About Abaka AI
Abaka AI is built on one mission: to be the world’s most trusted data partner for AI companies. More than 1,000 industry leaders across Generative AI, Embodied AI, and Automotive AI rely on us to power their data pipelines. With our headquarters in Silicon Valley—and teams in Paris, Singapore, and Tokyo—we support global partners with fast, reliable, and scalable data solutions.
Our offerings include a diverse catalog of off-the-shelf datasets (image, video, multimodal, reasoning, 3D, and beyond) as well as comprehensive data collection and annotation services. Whether teams need raw data, curated datasets, or full-cycle data engineering, Abaka AI provides the foundation for building high-performance AI systems.
About the Role
We’re hiring our first Data Engineer in the United States, a foundational role that will shape Abaka AI’s data engineering standards, systems, and culture from day one. This is an opportunity to take full ownership of how multimodal data is sourced, processed, cleaned, annotated, and delivered to some of the world’s most advanced AI teams.

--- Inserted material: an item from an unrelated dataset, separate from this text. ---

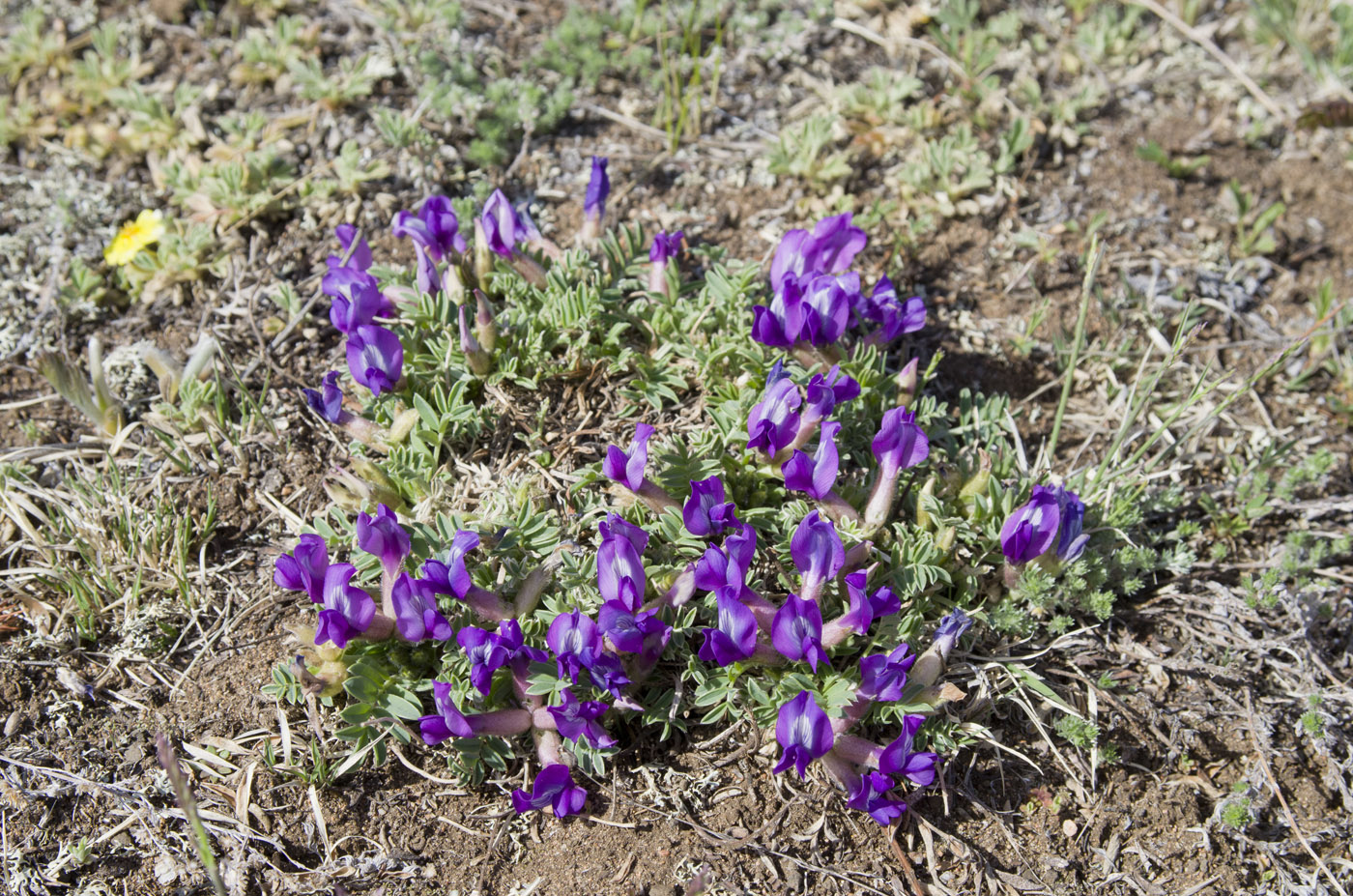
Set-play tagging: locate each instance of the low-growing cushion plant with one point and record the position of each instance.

You won’t just be building pipelines—you’ll be developing the infrastructure that powers frontier AI models. You’ll partner directly with foundation model teams to understand their data needs, translate them into scalable workflows, and deliver high-quality multimodal datasets that meaningfully impact model performance.
As an early member of our engineering team, you’ll influence everything from our long-term roadmap to our internal tooling ecosystem. If you thrive in high-ownership environments and want to shape the machine learning foundation of a fast-moving AI company, this role offers an opportunity to make an immediate and lasting impact.